The principle we are referring to gives a simple expression for the product \(\Gamma(z)\Gamma(1-z)\). For the overlap strip \(0\lt\mathrm{Re}(z)\lt1\), we obtain the double integral: \[\int\limits_0^\infty\int\limits_0^\infty t^{z-1}s^{-z}\exp(-(t+s))dtds\] Changing variables to \(u=t+s\) and \(v=t/s\), one finds \(dtds/t=dudv/v(1+v)\), and hence: \[\Gamma(z)\Gamma(1-z)=\int\limits_0^\infty\int\limits_0^\infty \frac{v^{z-1}}{1+v}\exp(-u)dudv\] Since the \(u\) integral is straightforward: \[\int\limits_0^\infty\exp(-u)du=1\] we are left with: \[\Gamma(z)\Gamma(1-z)=\int\limits_0^\infty \frac{v^{z-1}}{1+v}dv\] This is an improper integral, since the lower limit is singular for \(0\lt z\lt1\). A well-known way to evaluate it is to use complex integration around a contour:

The integrand has a pole at \(-1\), which is marked in the diagram with a red dot. Another feature of the integrand is that \(v^{z-1}\) is not single valued in the complex plane. This is the source of the other red feature — a branch cut along the real axis, denoted by a red dashed line in the diagram. These are not bugs but features that will allow us to evaluate our improper integral.

Our contour contains just one pole, which means that the integration around the blue, arrowed contour is \(2\pi i\), the residue at \(v=-1\): \[\oint \frac{v^{z-1}}{1+v}dv=2\pi i(-1)^{z-1} \] This is not our integral. If we take the upper side of the branch cut as real, our integral is given by \(C_1\) when \(r\rightarrow0\) and \(R\rightarrow\infty\). In the same limit, it is also related to the integral along \(C_2\) by a complex factor.

This choice of values on the branch cut means that \(-1=\exp(i\pi)\), and thus \(2\pi i(-1)^{z-1}=2\pi i\exp(\pi(z-1)i)\).

We take the parts of the contour in turns.

Starting with our desired integral, as already mentioned: \[\lim_{\begin{smallmatrix}r\rightarrow0 &\\ R\rightarrow\infty\end{smallmatrix}}\int_{C_1}\frac{v^{z-1}}{1+v}dv=\int\limits_0^\infty \frac{v^{z-1}}{1+v}dv\]

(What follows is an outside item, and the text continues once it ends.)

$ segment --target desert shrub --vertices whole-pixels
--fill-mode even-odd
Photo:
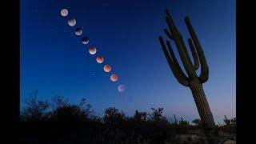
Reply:
[[[219,130],[227,133],[236,133],[236,118],[228,119],[225,115],[223,121],[224,124],[218,124],[218,126],[217,126]]]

Moving on: \[\lim_{R\rightarrow\infty}\left|\int_{C_R}\frac{v^{z-1}}{1+v}dv\right|\lt\lim_{R\rightarrow\infty}R^{z-2}2\pi R=0\] We specified previously that \(z\lt1\). The \(R^{z-2}\) bit is an upper bound for the integrand, and \(2\pi R\) is the circumference length of \(C_R\).

Now the crux: \[\lim_{\begin{smallmatrix}r\rightarrow0 &\\ R\rightarrow\infty\end{smallmatrix}}\int_{C_2}\frac{v^{z-1}}{1+v}dv=-\int\limits_0^\infty \frac{(v\exp(2\pi i))^{z-1}}{1+v}dv\] The minus sign comes from the arrow direction on \(C_2\). Although one could add the \(\exp(2\pi i)\) to the other \(v\) terms, only the part with a fractional power is truly affected. So \(C_2\) gives our improper integral muliplied by \(-\exp(2\pi(z-1)i)\).

And finally: \[\lim_{r\rightarrow0}\left|\int_{C_r}\frac{v^{z-1}}{1+v}dv\right|\rightarrow\lim_{r\rightarrow0}r^{z-1}2\pi r=0\] This time we use that in the overlap strip \(z\gt0\) to get a zero limit.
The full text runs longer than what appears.